George Bradley

Personal information
- Born: 29 April 1850 Derby, England
- Died: 24 April 1887 (aged 36) Litchurch, England
- Batting: Right-handed

Domestic team information
- 1875: Derbyshire
- Only FC: 9 August 1875 Derbyshire v Nottinghamshire

Career statistics
| Competition | First-class |
| Matches | 1 |
| Runs scored | 1 |
| Batting average | 0.50 |
| 100s/50s | 0/0 |
| Top score | 1 |
| Balls bowled | 28 |
| Wickets | 0 |
| Bowling average | – |
| 5 wickets in innings | – |
| 10 wickets in match | – |
| Best bowling | – |
| Catches/stumpings | 0/– |
- Source: CricketArchive, 28 December 2010

= George Bradley (cricketer) =

English cricketer

George Bradley (29 April 1850 – 24 April 1887) was an English cricketer who played for Derbyshire in 1875.

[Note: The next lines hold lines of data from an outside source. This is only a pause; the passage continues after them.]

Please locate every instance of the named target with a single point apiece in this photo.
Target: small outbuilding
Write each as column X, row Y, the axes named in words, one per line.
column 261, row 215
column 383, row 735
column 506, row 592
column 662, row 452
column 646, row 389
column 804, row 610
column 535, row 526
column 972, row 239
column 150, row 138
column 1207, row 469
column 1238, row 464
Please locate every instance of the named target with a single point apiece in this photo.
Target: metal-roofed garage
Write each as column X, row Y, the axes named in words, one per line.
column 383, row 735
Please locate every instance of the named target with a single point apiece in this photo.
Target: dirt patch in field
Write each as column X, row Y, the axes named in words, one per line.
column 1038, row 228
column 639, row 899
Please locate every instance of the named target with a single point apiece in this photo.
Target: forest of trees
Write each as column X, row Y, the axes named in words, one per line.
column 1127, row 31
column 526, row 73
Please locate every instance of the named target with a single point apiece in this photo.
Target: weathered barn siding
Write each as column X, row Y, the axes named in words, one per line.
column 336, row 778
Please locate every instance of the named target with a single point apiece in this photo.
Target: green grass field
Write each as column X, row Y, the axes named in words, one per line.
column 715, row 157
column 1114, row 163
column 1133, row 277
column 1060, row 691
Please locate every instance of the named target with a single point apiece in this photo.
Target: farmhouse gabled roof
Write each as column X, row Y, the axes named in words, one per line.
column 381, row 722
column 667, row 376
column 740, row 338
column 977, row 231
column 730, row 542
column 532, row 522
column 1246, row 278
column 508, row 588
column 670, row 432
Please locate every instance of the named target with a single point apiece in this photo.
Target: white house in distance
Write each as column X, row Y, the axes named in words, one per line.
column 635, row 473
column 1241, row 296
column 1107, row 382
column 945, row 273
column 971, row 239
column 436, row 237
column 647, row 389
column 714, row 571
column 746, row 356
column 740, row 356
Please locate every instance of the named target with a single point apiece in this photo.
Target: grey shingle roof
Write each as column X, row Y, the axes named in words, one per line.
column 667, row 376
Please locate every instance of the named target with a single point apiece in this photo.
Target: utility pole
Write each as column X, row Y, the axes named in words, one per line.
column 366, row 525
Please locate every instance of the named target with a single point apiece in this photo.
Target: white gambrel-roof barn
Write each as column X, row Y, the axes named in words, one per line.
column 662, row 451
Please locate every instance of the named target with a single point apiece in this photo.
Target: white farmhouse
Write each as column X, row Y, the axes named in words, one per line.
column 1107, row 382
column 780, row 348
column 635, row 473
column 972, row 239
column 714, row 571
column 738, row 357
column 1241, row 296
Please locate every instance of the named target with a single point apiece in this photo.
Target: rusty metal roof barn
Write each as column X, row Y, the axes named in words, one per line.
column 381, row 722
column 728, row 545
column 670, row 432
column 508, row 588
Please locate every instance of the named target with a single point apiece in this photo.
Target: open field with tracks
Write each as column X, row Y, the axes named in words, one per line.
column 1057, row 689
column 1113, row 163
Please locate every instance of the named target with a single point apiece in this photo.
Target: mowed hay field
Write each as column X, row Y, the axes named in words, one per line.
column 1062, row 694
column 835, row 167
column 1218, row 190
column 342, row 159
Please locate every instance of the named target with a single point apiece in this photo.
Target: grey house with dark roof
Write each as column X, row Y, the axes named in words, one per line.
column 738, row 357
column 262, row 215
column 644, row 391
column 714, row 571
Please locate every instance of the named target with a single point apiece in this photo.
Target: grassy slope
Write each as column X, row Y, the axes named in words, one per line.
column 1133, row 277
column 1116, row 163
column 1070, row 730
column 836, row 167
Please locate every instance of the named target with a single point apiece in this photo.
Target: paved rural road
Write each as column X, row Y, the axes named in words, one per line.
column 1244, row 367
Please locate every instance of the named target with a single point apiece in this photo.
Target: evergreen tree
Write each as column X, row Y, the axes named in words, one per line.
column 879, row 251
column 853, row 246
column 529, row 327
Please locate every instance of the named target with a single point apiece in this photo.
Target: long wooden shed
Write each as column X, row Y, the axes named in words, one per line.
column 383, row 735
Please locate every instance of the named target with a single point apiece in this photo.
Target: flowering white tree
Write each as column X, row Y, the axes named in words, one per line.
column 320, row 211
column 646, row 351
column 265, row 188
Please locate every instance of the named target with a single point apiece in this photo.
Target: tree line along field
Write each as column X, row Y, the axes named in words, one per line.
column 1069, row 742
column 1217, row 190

Bradley was born in Derby and became a house painter living in Derby. He played one match for Derbyshire in the 1875 season against Nottinghamshire. Bradley was a right-handed batsman and made one run in his two innings. He was a right-arm bowler and bowled economically during the game, though he failed to take any wickets for 17 runs.

Bradley died in Litchurch, Derby shortly before his 37th birthday.